Lorsqu’il est nécessaire de choisir entre la vie de la mère ou de l’enfant, la théologie morale traditionnelle a clairement distingué l’avortement direct et indirect, condamnant le premier et acceptant le second. Cependant, l’avortement indirect ne peut être licite que lorsqu’il ne s’agit pas d’un avortement au sens moral. Les cas acceptés sans questionnement ont été la grossesse ectopique ou tubaire – lorsque la grossesse est localisée hors de la cavité utérine, qui est le site normal de son implantation et de son développement – et les cas où l’utérus doit être retiré en raison d’une maladie, comme le cancer. Dans ces cas, l’objectif de l’action médicale est la santé de la mère, et l’avortement se produit comme effet secondaire. D’autre part, Noonan observe que le sacrifice de sa propre vie sera toujours un acte de générosité, fruit de la liberté et jamais une obligation morale (NOONAN JR, 1970, p. xi).
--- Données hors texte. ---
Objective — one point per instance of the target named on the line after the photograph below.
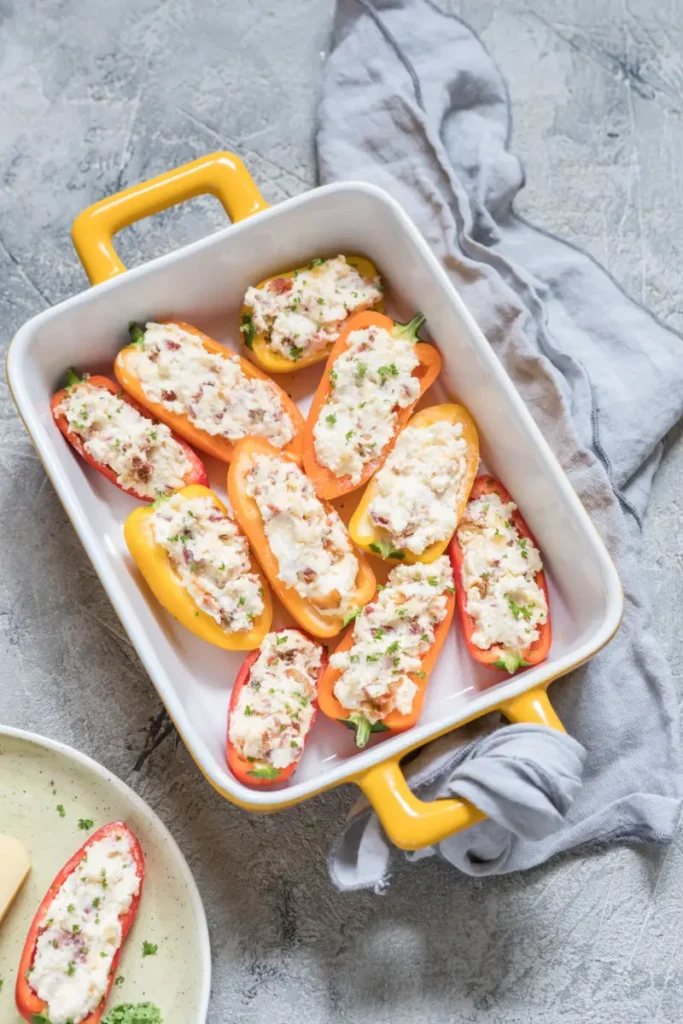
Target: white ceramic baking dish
(204, 284)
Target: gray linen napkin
(413, 102)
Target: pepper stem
(136, 332)
(363, 728)
(73, 378)
(411, 330)
(510, 662)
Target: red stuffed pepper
(272, 707)
(502, 590)
(377, 677)
(121, 440)
(72, 951)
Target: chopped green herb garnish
(248, 330)
(519, 609)
(350, 615)
(509, 662)
(266, 772)
(133, 1013)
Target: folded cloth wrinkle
(413, 102)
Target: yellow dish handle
(219, 174)
(412, 823)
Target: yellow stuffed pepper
(412, 506)
(198, 564)
(292, 320)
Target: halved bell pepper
(326, 482)
(213, 444)
(307, 614)
(30, 1006)
(257, 341)
(259, 772)
(496, 656)
(394, 721)
(372, 538)
(153, 561)
(198, 473)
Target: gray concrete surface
(96, 95)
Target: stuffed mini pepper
(411, 508)
(293, 320)
(198, 564)
(376, 373)
(272, 707)
(72, 952)
(502, 589)
(301, 542)
(206, 393)
(377, 677)
(121, 439)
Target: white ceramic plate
(36, 775)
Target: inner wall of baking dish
(204, 285)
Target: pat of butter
(14, 865)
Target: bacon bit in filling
(499, 574)
(176, 371)
(390, 637)
(311, 546)
(370, 381)
(304, 313)
(211, 558)
(275, 707)
(419, 485)
(143, 455)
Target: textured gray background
(96, 95)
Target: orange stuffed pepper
(292, 320)
(411, 508)
(301, 543)
(199, 566)
(204, 392)
(377, 678)
(376, 373)
(272, 707)
(502, 589)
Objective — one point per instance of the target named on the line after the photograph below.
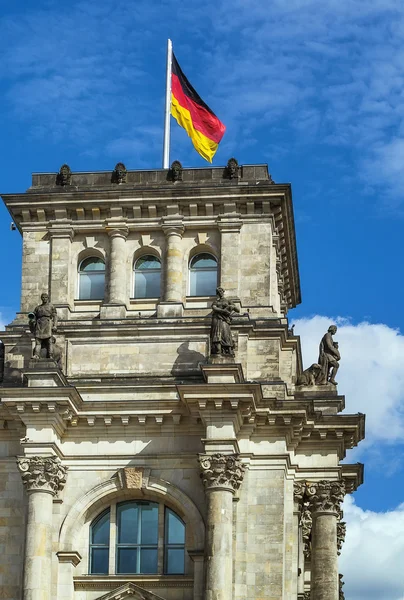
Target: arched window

Le Concile Vatican II aborde directement la question de l’avortement. La Constitution Pastorale Gaudium et Spes s’y réfère dans deux situations : au numéro 27, l’avortement apparaît parmi les crimes contre la personne humaine, aux côtés de l’homicide et d’autres crimes. Au numéro 51, l’autre référence à l’avortement est dans le contexte du mariage et indique formellement que l’avortement est un crime dès le moment de la conception, dans un dialogue clair avec les connaissances scientifiques actuelles et abandonnant les distinctions entre embryon inanimé ou animé – souvent présentes dans les débats sur l’avortement tout au long de l’histoire (GS, n.51).

En 1968, Paul VI a répété la condamnation traditionnelle de l’avortement dans Humanae Vitae, et Jean-Paul II est devenu le pape qui a mis l’accent sur la position de l’Église sur le sujet, se prononçant sur le thème à plusieurs moments de son pontificat et plus clairement dans l’Encyclique Evangelium Vitae (EV), où l’avortement est classé comme crime abominable (n.58), en référence claire au commandement divin : tu ne tueras pas (Dt 5,17). Dans ce document, Jean-Paul II s’exprime – en toute conscience et responsabilité de successeur de Pierre : « Je déclare que l’avortement direct, c’est-à-dire voulu comme fin ou comme moyen, constitue toujours un désordre moral grave, en tant que mort délibérée d’un être humain innocent » (EV n.62).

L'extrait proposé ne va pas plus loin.